Pero en realidad era el cocodrilo, mi querido amigo, y el cocodrilo guiñó un ojo... ¡así!

—Perdone —preguntó el joven elefante con la mayor cortesía—, ¿pero de casualidad ha visto un cocodrilo por estos sitios tan revueltos?

Entonces el cocodrilo guiñó el otro ojo y levantó del barro la mitad de la cola, y el joven elefante retrocedió un paso con la mayor cortesía porque no quería que lo zurraran otra vez.

—Acércate, pequeño —dijo el cocodrilo—. ¿Por qué preguntas esas cosas?

—Perdone —dijo el joven elefante con la mayor cortesía —, pero me han dado coscorrone­s mi padre y mi madre, mi tío y mi tía, por no mencionar a mi espigada tía, la señora avestruz, ni a mi elevada tía, la señora jirafa, que es capaz de cocear como nadie, ni a mi voluminosa tía, la señora hipopótamo, ni a mi peludo tío mandril; y también la serpiente pitón bicolor con la cola escamosa y oscilante, orilla arriba del río, muy cerca de aquí, que zurra más fuerte que ninguno, así que, si no es motivo de molestia para usted, no quiero que me zurren más.

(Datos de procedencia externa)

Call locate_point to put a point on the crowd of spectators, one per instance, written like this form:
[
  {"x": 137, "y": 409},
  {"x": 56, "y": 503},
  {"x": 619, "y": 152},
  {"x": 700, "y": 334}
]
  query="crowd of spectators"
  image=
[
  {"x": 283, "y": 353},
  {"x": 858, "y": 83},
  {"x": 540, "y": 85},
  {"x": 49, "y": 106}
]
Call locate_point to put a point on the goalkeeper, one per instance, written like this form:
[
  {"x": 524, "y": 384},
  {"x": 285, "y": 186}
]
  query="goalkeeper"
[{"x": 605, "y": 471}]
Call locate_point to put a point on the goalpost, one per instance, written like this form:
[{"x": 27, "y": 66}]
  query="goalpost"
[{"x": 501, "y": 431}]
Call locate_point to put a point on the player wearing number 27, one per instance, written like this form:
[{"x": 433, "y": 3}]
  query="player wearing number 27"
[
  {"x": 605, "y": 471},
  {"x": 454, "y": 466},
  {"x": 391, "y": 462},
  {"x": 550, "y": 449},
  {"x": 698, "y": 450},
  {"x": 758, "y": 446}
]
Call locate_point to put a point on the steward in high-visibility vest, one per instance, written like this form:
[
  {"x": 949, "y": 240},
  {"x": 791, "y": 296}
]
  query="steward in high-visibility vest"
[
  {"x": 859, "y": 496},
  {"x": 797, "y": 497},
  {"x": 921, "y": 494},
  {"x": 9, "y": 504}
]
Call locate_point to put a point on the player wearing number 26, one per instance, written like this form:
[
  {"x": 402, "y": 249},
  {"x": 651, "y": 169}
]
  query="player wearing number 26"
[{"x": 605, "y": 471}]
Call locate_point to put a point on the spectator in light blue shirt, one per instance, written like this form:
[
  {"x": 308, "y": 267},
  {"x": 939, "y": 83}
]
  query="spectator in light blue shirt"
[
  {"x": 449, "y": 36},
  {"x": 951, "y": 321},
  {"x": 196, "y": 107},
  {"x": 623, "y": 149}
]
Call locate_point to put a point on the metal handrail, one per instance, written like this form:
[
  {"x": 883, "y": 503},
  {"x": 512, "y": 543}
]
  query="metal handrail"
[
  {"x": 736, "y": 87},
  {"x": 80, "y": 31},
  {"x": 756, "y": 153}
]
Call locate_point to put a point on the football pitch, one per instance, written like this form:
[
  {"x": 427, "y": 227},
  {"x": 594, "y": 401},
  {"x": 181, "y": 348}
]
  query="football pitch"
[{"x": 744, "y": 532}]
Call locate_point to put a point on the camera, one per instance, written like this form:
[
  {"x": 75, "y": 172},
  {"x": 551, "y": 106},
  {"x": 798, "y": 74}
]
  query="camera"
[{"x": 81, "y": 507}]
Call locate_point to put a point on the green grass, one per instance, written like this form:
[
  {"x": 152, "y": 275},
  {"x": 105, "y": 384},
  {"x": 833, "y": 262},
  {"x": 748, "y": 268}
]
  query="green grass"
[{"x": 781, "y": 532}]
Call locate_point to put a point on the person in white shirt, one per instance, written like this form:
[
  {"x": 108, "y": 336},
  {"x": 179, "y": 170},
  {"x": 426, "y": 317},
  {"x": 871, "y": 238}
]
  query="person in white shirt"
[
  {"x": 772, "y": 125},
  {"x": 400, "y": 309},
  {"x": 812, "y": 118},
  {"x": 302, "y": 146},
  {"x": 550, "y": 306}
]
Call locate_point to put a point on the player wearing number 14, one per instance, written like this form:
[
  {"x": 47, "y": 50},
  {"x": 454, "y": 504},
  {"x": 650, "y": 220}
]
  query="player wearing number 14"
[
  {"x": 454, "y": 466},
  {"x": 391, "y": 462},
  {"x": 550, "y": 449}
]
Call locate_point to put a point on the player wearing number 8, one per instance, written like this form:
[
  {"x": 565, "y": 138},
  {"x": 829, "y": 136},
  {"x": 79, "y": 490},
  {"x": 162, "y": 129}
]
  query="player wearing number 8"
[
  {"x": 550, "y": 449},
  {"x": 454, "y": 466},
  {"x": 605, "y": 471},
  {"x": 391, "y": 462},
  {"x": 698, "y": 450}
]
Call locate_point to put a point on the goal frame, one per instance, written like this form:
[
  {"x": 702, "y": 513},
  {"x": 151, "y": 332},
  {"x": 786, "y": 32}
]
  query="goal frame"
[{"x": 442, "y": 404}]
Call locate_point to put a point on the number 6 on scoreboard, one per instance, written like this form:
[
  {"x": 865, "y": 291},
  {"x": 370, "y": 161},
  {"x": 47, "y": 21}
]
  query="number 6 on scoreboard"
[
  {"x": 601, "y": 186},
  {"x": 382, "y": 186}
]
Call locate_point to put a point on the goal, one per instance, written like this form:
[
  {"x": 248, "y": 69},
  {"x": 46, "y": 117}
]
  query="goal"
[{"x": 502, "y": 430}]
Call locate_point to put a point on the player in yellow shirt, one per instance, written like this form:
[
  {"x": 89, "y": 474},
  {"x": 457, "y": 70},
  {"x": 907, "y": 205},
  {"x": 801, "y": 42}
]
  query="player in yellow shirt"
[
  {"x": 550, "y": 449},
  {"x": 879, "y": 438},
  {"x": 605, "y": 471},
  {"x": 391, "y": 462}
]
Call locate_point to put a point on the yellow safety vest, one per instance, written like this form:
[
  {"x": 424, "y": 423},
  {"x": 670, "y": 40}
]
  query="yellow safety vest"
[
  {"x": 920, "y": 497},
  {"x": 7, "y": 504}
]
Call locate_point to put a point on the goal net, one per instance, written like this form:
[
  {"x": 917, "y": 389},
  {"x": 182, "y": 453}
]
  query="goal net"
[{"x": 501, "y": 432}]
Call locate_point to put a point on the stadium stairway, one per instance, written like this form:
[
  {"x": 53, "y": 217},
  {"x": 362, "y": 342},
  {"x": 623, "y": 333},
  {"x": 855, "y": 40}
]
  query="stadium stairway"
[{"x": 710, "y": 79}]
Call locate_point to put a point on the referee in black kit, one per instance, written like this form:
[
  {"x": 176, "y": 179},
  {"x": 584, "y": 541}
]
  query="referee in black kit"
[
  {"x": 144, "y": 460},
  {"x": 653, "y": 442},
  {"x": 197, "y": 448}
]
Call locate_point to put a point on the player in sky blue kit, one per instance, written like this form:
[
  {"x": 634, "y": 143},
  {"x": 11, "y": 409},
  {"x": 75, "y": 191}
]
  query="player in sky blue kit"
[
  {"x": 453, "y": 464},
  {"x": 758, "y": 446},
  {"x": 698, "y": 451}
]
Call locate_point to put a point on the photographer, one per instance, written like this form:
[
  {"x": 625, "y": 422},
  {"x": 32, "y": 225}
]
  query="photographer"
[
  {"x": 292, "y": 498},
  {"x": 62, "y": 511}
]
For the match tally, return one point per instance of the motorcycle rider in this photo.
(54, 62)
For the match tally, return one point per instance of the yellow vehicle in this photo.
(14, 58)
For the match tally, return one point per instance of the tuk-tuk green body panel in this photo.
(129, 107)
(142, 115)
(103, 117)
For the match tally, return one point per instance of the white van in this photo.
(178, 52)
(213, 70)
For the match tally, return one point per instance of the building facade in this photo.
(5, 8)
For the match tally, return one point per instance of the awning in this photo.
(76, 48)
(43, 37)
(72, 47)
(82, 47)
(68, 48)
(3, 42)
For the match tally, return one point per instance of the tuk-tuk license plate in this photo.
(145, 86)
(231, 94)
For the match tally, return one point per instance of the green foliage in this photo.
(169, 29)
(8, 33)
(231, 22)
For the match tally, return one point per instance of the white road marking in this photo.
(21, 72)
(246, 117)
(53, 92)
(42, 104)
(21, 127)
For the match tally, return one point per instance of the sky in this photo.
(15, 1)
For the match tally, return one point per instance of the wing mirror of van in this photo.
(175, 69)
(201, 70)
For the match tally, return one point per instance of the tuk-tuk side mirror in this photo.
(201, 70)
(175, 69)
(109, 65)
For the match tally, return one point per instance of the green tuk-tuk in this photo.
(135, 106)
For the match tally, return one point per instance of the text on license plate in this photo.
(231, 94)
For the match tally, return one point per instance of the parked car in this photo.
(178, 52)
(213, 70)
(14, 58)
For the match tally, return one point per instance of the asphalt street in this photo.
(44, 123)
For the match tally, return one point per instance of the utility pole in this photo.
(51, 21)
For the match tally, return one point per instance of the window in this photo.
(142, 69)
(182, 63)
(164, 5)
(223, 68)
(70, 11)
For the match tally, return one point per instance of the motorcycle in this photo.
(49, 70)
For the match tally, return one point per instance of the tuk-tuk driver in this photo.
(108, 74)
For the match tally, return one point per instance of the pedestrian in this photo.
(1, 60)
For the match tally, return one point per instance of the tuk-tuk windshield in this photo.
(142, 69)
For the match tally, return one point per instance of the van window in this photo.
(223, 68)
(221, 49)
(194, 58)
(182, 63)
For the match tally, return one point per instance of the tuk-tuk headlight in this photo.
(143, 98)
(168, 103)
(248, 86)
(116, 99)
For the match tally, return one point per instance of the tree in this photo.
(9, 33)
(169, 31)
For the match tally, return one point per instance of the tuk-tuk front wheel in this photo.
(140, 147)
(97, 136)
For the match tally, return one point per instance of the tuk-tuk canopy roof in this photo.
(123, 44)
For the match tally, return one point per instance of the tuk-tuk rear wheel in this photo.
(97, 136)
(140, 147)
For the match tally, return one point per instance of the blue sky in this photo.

—Acércate, pequeño —dijo el cocodrilo—, porque yo soy el cocodrilo.

Y entonces derramó lágrimas de cocodrilo para demostrar que lo que decía era la pura verdad.

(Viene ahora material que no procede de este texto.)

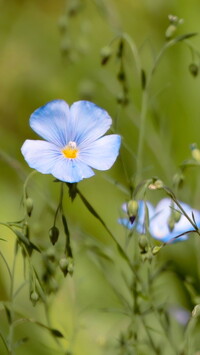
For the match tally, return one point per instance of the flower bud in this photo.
(62, 24)
(171, 222)
(178, 179)
(132, 209)
(71, 267)
(156, 249)
(53, 234)
(105, 54)
(156, 185)
(170, 31)
(143, 243)
(196, 154)
(34, 297)
(64, 265)
(194, 69)
(196, 311)
(50, 253)
(29, 206)
(177, 216)
(65, 46)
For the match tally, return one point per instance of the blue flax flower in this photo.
(73, 140)
(166, 221)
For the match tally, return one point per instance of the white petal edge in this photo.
(102, 153)
(53, 122)
(40, 155)
(89, 122)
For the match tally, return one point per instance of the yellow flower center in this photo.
(70, 151)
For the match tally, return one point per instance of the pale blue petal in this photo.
(71, 170)
(48, 159)
(52, 122)
(102, 153)
(89, 122)
(40, 155)
(159, 224)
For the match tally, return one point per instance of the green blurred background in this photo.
(46, 55)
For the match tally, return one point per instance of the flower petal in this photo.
(40, 155)
(159, 228)
(71, 170)
(52, 122)
(102, 153)
(89, 122)
(48, 159)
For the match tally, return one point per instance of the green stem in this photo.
(134, 51)
(10, 335)
(141, 136)
(95, 214)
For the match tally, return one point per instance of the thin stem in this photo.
(141, 136)
(6, 264)
(134, 51)
(26, 183)
(59, 208)
(10, 335)
(95, 214)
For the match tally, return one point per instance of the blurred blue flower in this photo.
(166, 221)
(73, 140)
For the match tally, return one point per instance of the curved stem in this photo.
(141, 136)
(11, 329)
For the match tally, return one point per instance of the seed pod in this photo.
(53, 234)
(132, 209)
(171, 222)
(194, 69)
(196, 311)
(105, 54)
(29, 206)
(34, 297)
(63, 263)
(177, 216)
(143, 243)
(156, 249)
(196, 154)
(170, 31)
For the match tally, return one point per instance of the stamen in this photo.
(70, 151)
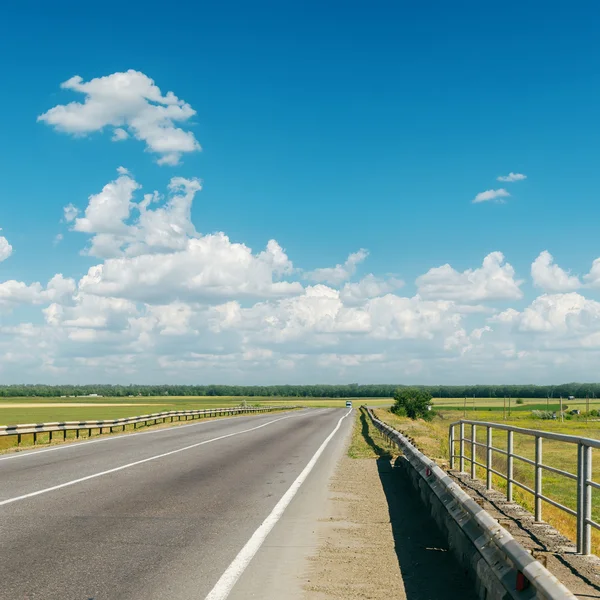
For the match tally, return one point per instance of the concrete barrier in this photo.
(501, 568)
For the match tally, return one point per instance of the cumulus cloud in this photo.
(495, 195)
(153, 252)
(494, 280)
(14, 293)
(550, 277)
(129, 103)
(512, 177)
(5, 248)
(205, 268)
(368, 287)
(340, 273)
(70, 213)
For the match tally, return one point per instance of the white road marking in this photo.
(137, 462)
(227, 581)
(78, 444)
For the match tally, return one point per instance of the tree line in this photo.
(353, 390)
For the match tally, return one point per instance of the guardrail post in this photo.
(509, 465)
(473, 451)
(488, 459)
(538, 478)
(587, 501)
(580, 496)
(451, 445)
(462, 447)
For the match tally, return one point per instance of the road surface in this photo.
(161, 514)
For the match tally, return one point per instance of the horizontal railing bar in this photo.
(503, 475)
(593, 523)
(499, 450)
(7, 430)
(560, 437)
(559, 505)
(524, 459)
(559, 471)
(538, 576)
(523, 486)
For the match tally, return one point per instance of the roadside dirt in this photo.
(378, 542)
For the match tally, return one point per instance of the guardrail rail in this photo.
(583, 477)
(111, 424)
(495, 535)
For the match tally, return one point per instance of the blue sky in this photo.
(329, 127)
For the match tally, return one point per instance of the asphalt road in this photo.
(159, 514)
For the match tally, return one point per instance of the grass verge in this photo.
(432, 439)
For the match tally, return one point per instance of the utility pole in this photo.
(587, 408)
(561, 415)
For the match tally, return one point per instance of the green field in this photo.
(43, 410)
(432, 439)
(528, 404)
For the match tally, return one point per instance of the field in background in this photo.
(528, 404)
(15, 411)
(432, 439)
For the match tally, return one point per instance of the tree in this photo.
(413, 402)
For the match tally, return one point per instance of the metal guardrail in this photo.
(583, 477)
(111, 424)
(441, 482)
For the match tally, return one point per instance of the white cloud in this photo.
(205, 268)
(340, 273)
(512, 177)
(592, 279)
(70, 213)
(494, 280)
(119, 135)
(5, 248)
(368, 287)
(14, 293)
(488, 195)
(131, 104)
(550, 277)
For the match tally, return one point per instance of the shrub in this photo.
(414, 402)
(541, 414)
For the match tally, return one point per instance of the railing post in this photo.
(488, 459)
(538, 478)
(580, 496)
(587, 501)
(473, 451)
(462, 447)
(509, 465)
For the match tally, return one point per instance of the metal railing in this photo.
(111, 424)
(583, 477)
(451, 494)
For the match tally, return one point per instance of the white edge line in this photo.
(137, 462)
(227, 581)
(122, 436)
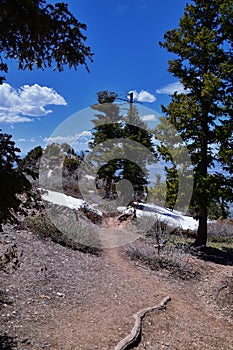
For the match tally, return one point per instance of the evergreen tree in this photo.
(13, 182)
(110, 125)
(39, 35)
(107, 126)
(203, 44)
(31, 162)
(136, 130)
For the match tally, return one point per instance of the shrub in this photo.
(221, 231)
(44, 228)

El joven elefante se quedó sin aliento, jadeó, cayó de rodillas a la orilla del río y dijo:

—Usted es precisamen­te a quien he estado buscando todos estos días. ¿Sería tan amable de decirme qué come?

—Acércate, pequeño —dijo el cocodrilo—, y te lo diré en un susurro.

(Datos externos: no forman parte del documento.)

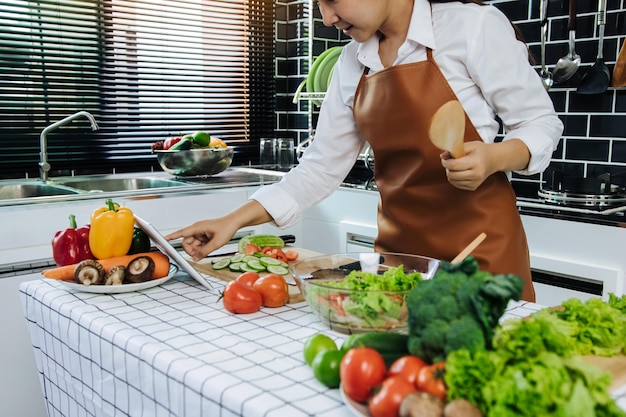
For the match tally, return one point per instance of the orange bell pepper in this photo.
(111, 231)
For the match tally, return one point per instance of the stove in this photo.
(603, 191)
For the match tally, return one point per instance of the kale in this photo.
(458, 308)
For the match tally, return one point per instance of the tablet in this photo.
(160, 242)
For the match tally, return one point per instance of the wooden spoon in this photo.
(447, 128)
(469, 248)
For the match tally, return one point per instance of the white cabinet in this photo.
(344, 222)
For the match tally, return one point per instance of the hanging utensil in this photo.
(598, 78)
(546, 76)
(447, 128)
(619, 71)
(567, 66)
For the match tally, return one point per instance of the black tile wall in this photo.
(594, 138)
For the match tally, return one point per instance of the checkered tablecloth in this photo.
(173, 350)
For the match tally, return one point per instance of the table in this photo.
(173, 350)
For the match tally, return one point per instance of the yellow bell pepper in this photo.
(111, 231)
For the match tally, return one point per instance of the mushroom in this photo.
(115, 275)
(89, 272)
(421, 404)
(139, 269)
(461, 408)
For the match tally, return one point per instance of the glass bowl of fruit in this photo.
(199, 154)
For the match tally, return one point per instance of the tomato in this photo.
(326, 366)
(291, 254)
(171, 141)
(430, 379)
(273, 289)
(362, 369)
(407, 367)
(248, 278)
(386, 402)
(241, 298)
(315, 344)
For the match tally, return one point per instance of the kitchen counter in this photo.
(174, 350)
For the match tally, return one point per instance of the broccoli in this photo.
(459, 308)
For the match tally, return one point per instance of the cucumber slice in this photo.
(238, 257)
(247, 268)
(277, 269)
(249, 258)
(256, 265)
(221, 264)
(266, 260)
(216, 260)
(235, 266)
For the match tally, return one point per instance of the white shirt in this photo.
(486, 66)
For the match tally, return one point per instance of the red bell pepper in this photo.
(71, 245)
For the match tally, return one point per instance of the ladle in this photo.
(567, 66)
(546, 76)
(447, 128)
(598, 78)
(469, 248)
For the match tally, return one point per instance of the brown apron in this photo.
(419, 211)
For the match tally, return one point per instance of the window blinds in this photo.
(144, 69)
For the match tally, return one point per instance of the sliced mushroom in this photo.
(115, 276)
(89, 272)
(421, 404)
(139, 269)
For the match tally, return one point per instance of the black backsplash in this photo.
(594, 138)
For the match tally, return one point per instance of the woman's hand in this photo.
(482, 159)
(205, 236)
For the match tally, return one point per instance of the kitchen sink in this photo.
(108, 184)
(34, 189)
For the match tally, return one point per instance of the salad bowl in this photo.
(362, 291)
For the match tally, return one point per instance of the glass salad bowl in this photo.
(362, 291)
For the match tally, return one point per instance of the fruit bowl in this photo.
(195, 162)
(362, 291)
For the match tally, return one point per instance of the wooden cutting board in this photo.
(295, 296)
(615, 365)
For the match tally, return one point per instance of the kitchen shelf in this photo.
(311, 96)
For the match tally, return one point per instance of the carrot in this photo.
(66, 272)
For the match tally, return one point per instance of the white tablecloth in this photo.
(173, 350)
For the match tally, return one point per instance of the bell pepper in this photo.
(71, 245)
(112, 230)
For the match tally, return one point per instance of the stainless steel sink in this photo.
(34, 189)
(109, 184)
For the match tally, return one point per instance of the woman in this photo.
(407, 58)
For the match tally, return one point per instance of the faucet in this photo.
(44, 166)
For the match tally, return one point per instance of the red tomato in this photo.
(291, 254)
(171, 141)
(407, 367)
(248, 278)
(241, 298)
(362, 369)
(273, 289)
(430, 380)
(386, 402)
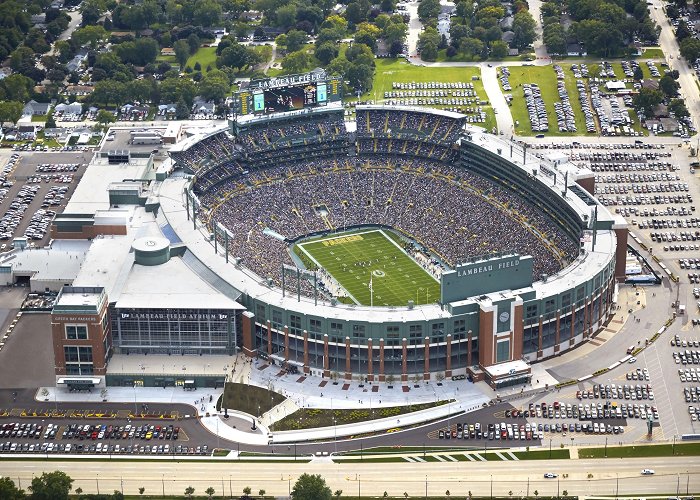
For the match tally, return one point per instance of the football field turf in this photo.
(351, 258)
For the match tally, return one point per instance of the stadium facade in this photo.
(162, 279)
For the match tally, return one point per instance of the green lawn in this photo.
(248, 399)
(545, 77)
(205, 56)
(352, 258)
(311, 418)
(398, 70)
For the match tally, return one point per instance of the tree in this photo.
(524, 29)
(646, 101)
(311, 487)
(498, 49)
(89, 34)
(104, 117)
(10, 111)
(193, 42)
(51, 486)
(296, 62)
(690, 49)
(295, 40)
(669, 86)
(678, 108)
(182, 52)
(326, 52)
(428, 9)
(9, 491)
(206, 12)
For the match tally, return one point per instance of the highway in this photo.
(609, 476)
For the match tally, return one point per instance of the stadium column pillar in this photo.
(585, 319)
(426, 371)
(348, 371)
(306, 352)
(326, 361)
(573, 325)
(469, 348)
(370, 361)
(269, 338)
(404, 360)
(448, 369)
(381, 360)
(286, 343)
(248, 324)
(539, 340)
(556, 332)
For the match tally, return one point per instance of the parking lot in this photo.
(75, 437)
(34, 187)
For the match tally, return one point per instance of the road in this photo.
(669, 44)
(480, 478)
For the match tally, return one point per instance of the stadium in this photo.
(401, 244)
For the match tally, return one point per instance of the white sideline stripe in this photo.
(404, 252)
(301, 245)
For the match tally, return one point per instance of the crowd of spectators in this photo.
(271, 135)
(428, 126)
(447, 210)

El joven elefante inclinó la cabeza aproximánd­ola a las colmilluda­s y almizcleña­s fauces del cocodrilo, y este lo atrapó por la nariz que hasta esa misma semana, día, hora y minuto no había sido más grande que una bota, aunque bastante más útil.

—Creo —dijo el cocodrilo, y lo dijo apretando los dientes de tal manera que sonó como “crrreeo” —que hoy voy a empezar la comida con una porción de elefante joven.

Al escuchar estas palabras, el joven elefante se molestó mucho y, hablando por la nariz, dijo:

—¡Sultami! ¡Mestá dolindo micho! En aquel momento la serpiente pitón bicolor bajó arrastránd­ose hasta la orilla del río y dijo:

—Mi joven amigo, si ahora mismo, de inmediato y al instante, no tiras con todas tus fuerzas, es mi opinión que un conocido reciente tuyo, protegido por un sobretodo de cuero a cuadros grandes (se refería al cocodrilo) te arrastrará hasta la límpida corriente que a lo lejos se vislumbra antes de que puedas decir esta boca es mía.

Es así como se expresan siempre las serpientes pitón bicolor.

Entonces el joven elefante se sentó sobre sus pequeños cuartos traseros y tiró y tiró y tiró, y su nariz empezó a estirarse. El cocodrilo se revolcó en el agua volviéndol­a toda cremosa con los grandes aletazos de su cola, y también tiró, y tiró, y tiró.